Why I'm usually unnerved when modern SSDs die on us
Tonight, one of the SSDs on our new Linux fileservers died. It's not the first SSD death we've seen and probably not the last one, but as almost always, I found it an unnerving experience because of a combination of how our SSDs tend to die, how much of a black box they are, and how they're solid-state devices.
Like most of the SSDs deaths that we've had, this one was very abrupt; the drive went from perfectly fine to completely unresponsive in at most 50 seconds or so, with no advance warning in SMART or anything else. One moment it was serving read and write IO perfectly happily (from all external evidence, and ZFS wasn't complaining about read checksums) and the next moment there was no Crucial MX300 at that SAS port any more. Or at least at very close to the next moment.

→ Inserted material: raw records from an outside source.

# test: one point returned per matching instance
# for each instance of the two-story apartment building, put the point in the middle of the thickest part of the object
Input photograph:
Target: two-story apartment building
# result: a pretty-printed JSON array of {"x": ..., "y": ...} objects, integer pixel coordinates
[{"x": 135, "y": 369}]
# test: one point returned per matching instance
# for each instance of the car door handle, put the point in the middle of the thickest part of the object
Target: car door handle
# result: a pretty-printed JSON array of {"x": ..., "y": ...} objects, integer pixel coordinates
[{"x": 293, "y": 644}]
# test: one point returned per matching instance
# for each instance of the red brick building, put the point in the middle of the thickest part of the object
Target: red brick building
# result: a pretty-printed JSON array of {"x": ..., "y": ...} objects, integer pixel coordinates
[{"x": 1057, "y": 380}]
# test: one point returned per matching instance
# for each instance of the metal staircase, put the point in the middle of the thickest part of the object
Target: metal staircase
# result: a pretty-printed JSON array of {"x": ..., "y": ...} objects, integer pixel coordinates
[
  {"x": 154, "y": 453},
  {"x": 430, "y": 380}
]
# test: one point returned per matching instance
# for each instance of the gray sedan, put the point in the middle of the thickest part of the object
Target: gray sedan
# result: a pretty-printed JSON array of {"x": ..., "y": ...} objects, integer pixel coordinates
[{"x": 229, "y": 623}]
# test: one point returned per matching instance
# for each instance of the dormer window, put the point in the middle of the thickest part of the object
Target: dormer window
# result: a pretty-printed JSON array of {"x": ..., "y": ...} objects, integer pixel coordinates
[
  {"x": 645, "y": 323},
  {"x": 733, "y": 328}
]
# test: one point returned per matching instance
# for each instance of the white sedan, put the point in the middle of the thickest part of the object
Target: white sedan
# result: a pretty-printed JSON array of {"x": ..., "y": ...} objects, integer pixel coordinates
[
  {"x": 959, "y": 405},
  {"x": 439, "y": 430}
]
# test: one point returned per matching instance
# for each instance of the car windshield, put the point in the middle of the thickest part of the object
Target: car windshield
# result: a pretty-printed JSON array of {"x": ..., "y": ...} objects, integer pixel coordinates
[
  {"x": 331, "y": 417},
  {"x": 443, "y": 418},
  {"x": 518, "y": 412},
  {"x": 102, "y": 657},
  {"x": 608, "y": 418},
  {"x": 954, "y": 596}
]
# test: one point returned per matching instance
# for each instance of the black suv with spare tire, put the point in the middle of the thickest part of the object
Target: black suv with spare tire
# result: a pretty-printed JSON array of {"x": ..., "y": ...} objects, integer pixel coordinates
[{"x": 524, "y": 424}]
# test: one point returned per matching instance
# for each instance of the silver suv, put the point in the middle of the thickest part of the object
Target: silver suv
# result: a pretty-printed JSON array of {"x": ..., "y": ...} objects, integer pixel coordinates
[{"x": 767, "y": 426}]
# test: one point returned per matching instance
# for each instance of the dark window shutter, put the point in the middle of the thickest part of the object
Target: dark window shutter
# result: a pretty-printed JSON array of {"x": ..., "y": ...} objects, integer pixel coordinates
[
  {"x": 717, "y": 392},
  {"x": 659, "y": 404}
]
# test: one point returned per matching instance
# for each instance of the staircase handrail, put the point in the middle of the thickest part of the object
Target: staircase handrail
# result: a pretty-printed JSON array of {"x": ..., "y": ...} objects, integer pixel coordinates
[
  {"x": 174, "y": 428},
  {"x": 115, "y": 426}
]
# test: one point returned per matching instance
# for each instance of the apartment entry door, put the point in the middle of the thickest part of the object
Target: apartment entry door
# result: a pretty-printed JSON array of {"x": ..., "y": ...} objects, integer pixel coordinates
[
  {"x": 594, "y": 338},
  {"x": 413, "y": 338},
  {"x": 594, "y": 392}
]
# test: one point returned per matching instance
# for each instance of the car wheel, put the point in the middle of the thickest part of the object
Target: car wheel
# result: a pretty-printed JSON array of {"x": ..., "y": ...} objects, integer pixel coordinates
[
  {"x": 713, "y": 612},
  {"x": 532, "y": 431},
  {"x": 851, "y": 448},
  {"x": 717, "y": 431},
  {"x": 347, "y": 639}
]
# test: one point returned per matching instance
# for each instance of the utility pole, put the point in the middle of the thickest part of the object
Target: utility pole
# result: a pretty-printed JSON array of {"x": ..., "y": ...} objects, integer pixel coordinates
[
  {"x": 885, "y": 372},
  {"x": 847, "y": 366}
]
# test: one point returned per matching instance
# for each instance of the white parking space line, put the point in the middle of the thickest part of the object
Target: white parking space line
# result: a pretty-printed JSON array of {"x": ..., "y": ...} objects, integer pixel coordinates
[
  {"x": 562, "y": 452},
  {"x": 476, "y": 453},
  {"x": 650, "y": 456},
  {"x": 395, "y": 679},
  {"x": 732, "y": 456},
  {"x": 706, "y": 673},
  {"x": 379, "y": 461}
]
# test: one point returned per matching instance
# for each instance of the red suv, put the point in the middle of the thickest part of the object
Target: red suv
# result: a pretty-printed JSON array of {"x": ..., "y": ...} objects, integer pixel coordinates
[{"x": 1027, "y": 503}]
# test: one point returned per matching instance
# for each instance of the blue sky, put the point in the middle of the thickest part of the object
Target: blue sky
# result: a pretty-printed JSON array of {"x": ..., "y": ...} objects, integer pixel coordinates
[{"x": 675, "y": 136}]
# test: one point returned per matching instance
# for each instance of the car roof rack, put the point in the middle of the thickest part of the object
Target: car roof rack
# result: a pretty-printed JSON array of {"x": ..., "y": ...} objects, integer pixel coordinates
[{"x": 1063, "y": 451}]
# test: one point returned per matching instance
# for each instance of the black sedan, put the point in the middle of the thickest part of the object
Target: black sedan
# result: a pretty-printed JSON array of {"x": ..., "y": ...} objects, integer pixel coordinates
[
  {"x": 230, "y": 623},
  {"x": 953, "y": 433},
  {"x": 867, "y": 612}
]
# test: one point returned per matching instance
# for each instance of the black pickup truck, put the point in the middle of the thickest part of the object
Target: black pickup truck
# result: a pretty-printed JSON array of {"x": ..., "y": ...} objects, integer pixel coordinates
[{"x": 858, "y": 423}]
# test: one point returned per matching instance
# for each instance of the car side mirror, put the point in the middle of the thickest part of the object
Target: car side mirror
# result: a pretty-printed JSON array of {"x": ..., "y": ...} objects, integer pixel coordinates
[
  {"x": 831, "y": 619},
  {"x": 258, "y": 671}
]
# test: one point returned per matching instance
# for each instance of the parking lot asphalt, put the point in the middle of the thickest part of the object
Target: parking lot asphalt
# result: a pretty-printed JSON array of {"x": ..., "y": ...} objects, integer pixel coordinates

(The first Linux kernel message about failed IO operations came at 20:31:34 and the kernel seems to have declared the drive officially vanished at 20:32:15. But the actual drive may have been unresponsive from the start; the driver messages aren't clear to me.)
What unnerves me about these sorts of abrupt SSD failures is how inscrutable they are and how I can't construct a story in my head of what went wrong. With spinning HDs, drives might die abruptly but you could at least construct narratives about what could have happened to do that; perhaps the spindle motor drive seized or the drive had some other gross mechanical failure that brought everything to a crashing halt (perhaps literally). SSDs are both solid state and opaque, so I'm left with no story for what went wrong, especially when a drive is young and isn't supposed to have come anywhere near wearing out its flash cells (as this SSD was).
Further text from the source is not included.